Patrick Jones had been locked up for nearly 13 years on a drug charge when he died of COVID-19 in March. Jones hadn't seen his youngest son since the boy was a toddler, and he begged for mercy from a judge, writing shortly before his death: “Years of 'I am sorry' don't seem to justify the absence of a father or the chance of having purpose in life by raising my child.”
Public health experts have been clear that reducing prison populations is the only way to effectively stop these outbreaks and contain the spread of COVID-19, but officials have utterly failed to heed these warnings – with deadly consequences for the people in their care.
In fact, an investigation by ProPublica found that even as the Department of Justice was announcing plans to “maximize” home confinement amid COVID-19, officials were quietly rewriting the rules to make it harder for federal prisoners to gain release.

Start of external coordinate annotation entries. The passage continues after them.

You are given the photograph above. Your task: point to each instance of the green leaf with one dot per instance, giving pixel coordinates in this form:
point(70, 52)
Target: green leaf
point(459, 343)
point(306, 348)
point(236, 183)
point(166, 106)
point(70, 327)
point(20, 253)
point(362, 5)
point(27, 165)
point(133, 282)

While well-connected Trump associates like Paul Manafort and Michael Cohen are now able to safely self-isolate in their homes, the vast majority of incarcerated people continue to languish in horrifying conditions with no way out and no way to protect themselves from this deadly disease.
The situation at Oakdale has deteriorated to a point where the warden has been reassigned and corrections workers have filed multiple “imminent danger” complaints with the Occupational Health and Safety Administration.
This failure of leadership has not only caused untold human suffering within our prisons, it also threatens the health of the communities surrounding them.
Mass incarceration, which has long been a stain on America’s justice system, is now the Achilles’ heel of our recovery.
State and federal officials eager to reopen our economy should start by addressing this glaring vulnerability and reduce prison populations now – before more lives are lost.